Monday, October 28, 2019

Oldest Well (?) In North Dakota Reports A Very, Very Nice IP -- Considering -- October 28, 2019

I could be wrong, but I think this is one of the oldest "test dates" I have ever seen for any well in North Dakota -- and it's a Bakken well! Whoo-hoo!

Tested back on April Fool's Day, 1931, it had a great IP: 2,171.

But after 88 years of production this well has produced less than 100,000 bbls of oil.

The well:
  • 35798, 2,171, Whiting, Link 31-14HU, Foreman Butte, t4/19 (although the scout ticket has the test date as 4/1/1931 -- which of course would be April Fool's Day, 1931 -- ; cum 72K 8/19;
Screen shot from the NDIC site:


For newbies: this is a  little bit of humor. Obviously this was a typographical error. According to a sundry form for this well, the test date for this well was reported to be 4/8/2019, with 35 stages, 6.0 million lbs of sand.

If I recall correctly, "legend" has it that oil was first discovered in North Dakota in 1951, although many wells were drilled before then. Permit #25 is for the famous Clarence Iverson No 1 "discovery well." Meanwhile, NDIC permit #1:

1, dry, Des Lacs Western Oil Co., Blum 1, wildcat/Cretaceous pool.
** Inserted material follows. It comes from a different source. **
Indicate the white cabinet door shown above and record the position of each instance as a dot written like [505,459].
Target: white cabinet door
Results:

From the company's report at the time:
"The first oil to be discovered in this State was encountered in a shallow well on the A. F. Blum farm, situated in Section 9, Township 155, Range 83, Ward County, North Dakota, in October, 1916. After making tests from this well at the depth of 234 feet the Des Lacs Western Oil Compnay was formed and charterd (at the capitalization of 275,000 shares) under the Laws of the State of North Dakota. "Stock is non-assessable".

A second well was then drilled and oil was again encountered at 243 feet. The encountering of the sand rock at a lower level and also the finding of oil in the second well let us to believe that we were located on an oil structure and before spending any more money for tests it was agreed to have our field checked by one or more competent Civil Engineers or Oil Geologists.
As opposed, to say, "incompetent civil engineers."

No production data is shown at the NDIC site for this well, but it appears that the well eventually went on to produce around 72,000 bbls of oil, though the scout ticket says the well was "dry."

The location described above is near Burlington, ND, a bit west of Minot, ND.